Europe Quick Trip
Visit to the British Museum is a walk through human history
By WILLIAM HOWARD | STARS AND STRIPES Published: July 12, 2017
Eight million artifacts and works of art spanning the length of human history.
These are the modest offerings of the British Museum in London.
Established with the collections of physician and scientist Sir Hans Sloane, the museum opened to the public in 1759. It grew along with the British imperial footprint, and there are now several branch institutions.
My first visit was by chance, as my wife and I stumbled onto the entrance during a day trip to London. Admission was free, so I figured why not just give it a quick look?
Hours passed as we explored room after room of displays documenting the entire existence of human culture.
Without the benefit of an audio guide or map, we wandered in complete awe.
There are reliefs of lions from Assyria dating from the seventh century BC, stone tablets from the ancient Library of Alexandria, sculptures from the Parthenon, Japanese samurai armor, the first artistic depiction of Jesus Christ, and Anglo-Saxon artifacts recovered from the Sutton Hoo Viking ship burial.
Historical highlights are easily found by looking for the crowds. That’s how we were drawn to the Egyptian area, where a throng of people desperately tried to take photos of the Rosetta Stone with their mobile phones.
After three hours of exploring, my wife and I ended up in the gift shop, typically our final stop at a museum. In this case, we decided to continue our exploration after I had discovered the British Museum’s room of Enlightenment hidden behind a large doorway.

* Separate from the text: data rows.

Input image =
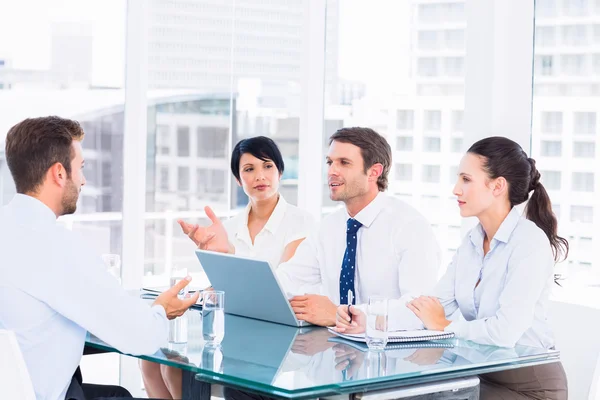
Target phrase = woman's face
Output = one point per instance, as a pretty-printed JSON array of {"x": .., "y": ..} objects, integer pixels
[
  {"x": 259, "y": 179},
  {"x": 474, "y": 190}
]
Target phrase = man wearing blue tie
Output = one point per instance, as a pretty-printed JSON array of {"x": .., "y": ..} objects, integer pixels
[{"x": 376, "y": 245}]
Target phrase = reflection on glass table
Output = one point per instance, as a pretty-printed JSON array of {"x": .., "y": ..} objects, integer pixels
[{"x": 279, "y": 360}]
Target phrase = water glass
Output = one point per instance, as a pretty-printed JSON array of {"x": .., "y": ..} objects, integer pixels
[
  {"x": 113, "y": 265},
  {"x": 377, "y": 323},
  {"x": 177, "y": 275},
  {"x": 212, "y": 357},
  {"x": 213, "y": 316},
  {"x": 178, "y": 329}
]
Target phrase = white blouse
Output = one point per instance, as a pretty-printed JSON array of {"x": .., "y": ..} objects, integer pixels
[
  {"x": 510, "y": 304},
  {"x": 287, "y": 223}
]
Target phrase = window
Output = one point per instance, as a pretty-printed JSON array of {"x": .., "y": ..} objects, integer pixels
[
  {"x": 404, "y": 143},
  {"x": 405, "y": 120},
  {"x": 544, "y": 66},
  {"x": 551, "y": 179},
  {"x": 574, "y": 64},
  {"x": 431, "y": 173},
  {"x": 404, "y": 172},
  {"x": 583, "y": 214},
  {"x": 164, "y": 178},
  {"x": 163, "y": 140},
  {"x": 545, "y": 8},
  {"x": 584, "y": 123},
  {"x": 212, "y": 142},
  {"x": 583, "y": 182},
  {"x": 211, "y": 181},
  {"x": 432, "y": 120},
  {"x": 458, "y": 117},
  {"x": 551, "y": 122},
  {"x": 183, "y": 179},
  {"x": 183, "y": 141},
  {"x": 428, "y": 66},
  {"x": 574, "y": 35},
  {"x": 454, "y": 66},
  {"x": 551, "y": 148},
  {"x": 428, "y": 40},
  {"x": 456, "y": 145},
  {"x": 575, "y": 8},
  {"x": 455, "y": 39},
  {"x": 432, "y": 144},
  {"x": 545, "y": 36},
  {"x": 584, "y": 149}
]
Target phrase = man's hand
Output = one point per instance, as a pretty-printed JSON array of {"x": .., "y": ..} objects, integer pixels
[
  {"x": 426, "y": 356},
  {"x": 313, "y": 342},
  {"x": 315, "y": 309},
  {"x": 212, "y": 237},
  {"x": 430, "y": 311},
  {"x": 343, "y": 324},
  {"x": 173, "y": 305}
]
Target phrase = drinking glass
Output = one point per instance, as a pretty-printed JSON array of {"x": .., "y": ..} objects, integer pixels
[
  {"x": 213, "y": 316},
  {"x": 377, "y": 322}
]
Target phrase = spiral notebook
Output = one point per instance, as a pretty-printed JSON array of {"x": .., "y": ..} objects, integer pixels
[
  {"x": 395, "y": 346},
  {"x": 421, "y": 335}
]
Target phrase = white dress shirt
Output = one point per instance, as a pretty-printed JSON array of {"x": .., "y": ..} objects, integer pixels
[
  {"x": 509, "y": 306},
  {"x": 54, "y": 289},
  {"x": 396, "y": 254},
  {"x": 286, "y": 224}
]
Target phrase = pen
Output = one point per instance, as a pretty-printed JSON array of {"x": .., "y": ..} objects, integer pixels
[{"x": 350, "y": 301}]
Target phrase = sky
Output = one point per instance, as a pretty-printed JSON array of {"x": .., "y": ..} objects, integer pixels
[{"x": 368, "y": 36}]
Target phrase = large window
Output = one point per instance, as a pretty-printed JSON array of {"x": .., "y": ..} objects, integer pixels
[
  {"x": 414, "y": 95},
  {"x": 565, "y": 135}
]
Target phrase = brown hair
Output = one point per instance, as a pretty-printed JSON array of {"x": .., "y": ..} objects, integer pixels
[
  {"x": 373, "y": 148},
  {"x": 35, "y": 144},
  {"x": 504, "y": 157}
]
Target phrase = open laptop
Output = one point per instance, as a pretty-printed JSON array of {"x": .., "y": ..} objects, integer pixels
[{"x": 251, "y": 287}]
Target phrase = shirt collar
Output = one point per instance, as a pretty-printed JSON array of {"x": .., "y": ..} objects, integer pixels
[
  {"x": 274, "y": 220},
  {"x": 29, "y": 208},
  {"x": 367, "y": 215},
  {"x": 502, "y": 234}
]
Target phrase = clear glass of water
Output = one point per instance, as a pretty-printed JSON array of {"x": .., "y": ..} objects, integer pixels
[
  {"x": 377, "y": 322},
  {"x": 177, "y": 275},
  {"x": 113, "y": 265},
  {"x": 213, "y": 316},
  {"x": 178, "y": 329}
]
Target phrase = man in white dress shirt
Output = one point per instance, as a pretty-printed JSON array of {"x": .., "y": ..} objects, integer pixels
[
  {"x": 53, "y": 287},
  {"x": 376, "y": 245}
]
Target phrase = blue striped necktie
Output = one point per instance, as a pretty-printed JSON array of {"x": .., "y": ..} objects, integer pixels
[{"x": 349, "y": 263}]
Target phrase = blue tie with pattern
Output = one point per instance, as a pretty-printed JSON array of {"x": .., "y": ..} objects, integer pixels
[{"x": 349, "y": 263}]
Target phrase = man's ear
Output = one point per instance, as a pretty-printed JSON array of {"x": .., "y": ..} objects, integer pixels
[
  {"x": 57, "y": 174},
  {"x": 375, "y": 172}
]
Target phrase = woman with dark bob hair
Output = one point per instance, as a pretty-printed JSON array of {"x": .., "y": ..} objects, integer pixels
[{"x": 269, "y": 228}]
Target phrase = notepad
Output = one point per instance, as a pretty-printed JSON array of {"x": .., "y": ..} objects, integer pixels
[
  {"x": 394, "y": 346},
  {"x": 420, "y": 335}
]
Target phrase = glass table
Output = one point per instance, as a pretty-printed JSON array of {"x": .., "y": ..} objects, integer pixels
[{"x": 281, "y": 361}]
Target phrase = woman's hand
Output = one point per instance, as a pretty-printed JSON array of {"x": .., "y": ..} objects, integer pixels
[{"x": 430, "y": 311}]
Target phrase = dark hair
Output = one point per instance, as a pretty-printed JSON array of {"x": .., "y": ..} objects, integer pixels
[
  {"x": 505, "y": 158},
  {"x": 260, "y": 147},
  {"x": 373, "y": 148},
  {"x": 35, "y": 144}
]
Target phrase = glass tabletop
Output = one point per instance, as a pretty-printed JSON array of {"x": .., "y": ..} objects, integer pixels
[{"x": 279, "y": 360}]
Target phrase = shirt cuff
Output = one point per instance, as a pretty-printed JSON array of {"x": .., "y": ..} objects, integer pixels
[
  {"x": 456, "y": 327},
  {"x": 160, "y": 310}
]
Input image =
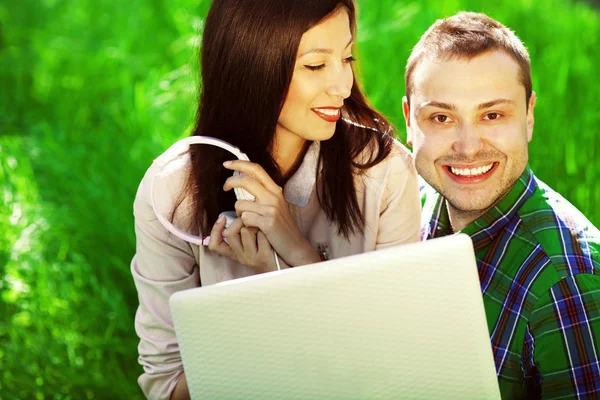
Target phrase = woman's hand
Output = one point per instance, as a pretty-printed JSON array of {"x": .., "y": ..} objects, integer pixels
[
  {"x": 269, "y": 213},
  {"x": 246, "y": 245}
]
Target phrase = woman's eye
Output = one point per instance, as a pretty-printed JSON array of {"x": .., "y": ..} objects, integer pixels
[{"x": 315, "y": 67}]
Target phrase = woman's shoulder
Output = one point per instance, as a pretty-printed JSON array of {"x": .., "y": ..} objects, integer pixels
[
  {"x": 164, "y": 183},
  {"x": 398, "y": 161}
]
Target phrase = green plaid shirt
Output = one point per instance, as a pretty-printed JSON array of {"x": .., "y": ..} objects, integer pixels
[{"x": 539, "y": 265}]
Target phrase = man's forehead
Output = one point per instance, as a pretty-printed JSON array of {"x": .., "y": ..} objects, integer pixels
[{"x": 481, "y": 79}]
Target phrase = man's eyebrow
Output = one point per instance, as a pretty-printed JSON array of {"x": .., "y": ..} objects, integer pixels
[
  {"x": 437, "y": 104},
  {"x": 324, "y": 51},
  {"x": 492, "y": 103}
]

Situated in the former library of King George III, the permanent exhibition reflects the Age of Reason, a period of learning from about 1680 to 1820. It contains a variety of weird and wonderful objects gathered by explorers during excursions around the world, including 60,000 books.
Prideful thoughts of how we had seen the entire museum in three hours faded as we stared down the length of the massive hall from the entryway.
Deflated, we left to re-energize ourselves at a nearby restaurant, but vowed to return to finish the exhibits the same day.
Located on Great Russell Street, Bloomsbury, London. The entrance is a short walk from the Holborn and Tottenham Court Road Underground stations. There is little on-street parking.
10 a.m. to 5:30 p.m. daily
There are three food options located inside the museum. The Great Court Restaurant serves fresh seasonal mains, afternoon tea and exclusive exhibition-inspired menus; dinner on Friday evenings coincides with the late opening of the museum. The Court Cafe offers quick eats and coffee. The Pizzeria serves family meals of pizzas, salads and desserts.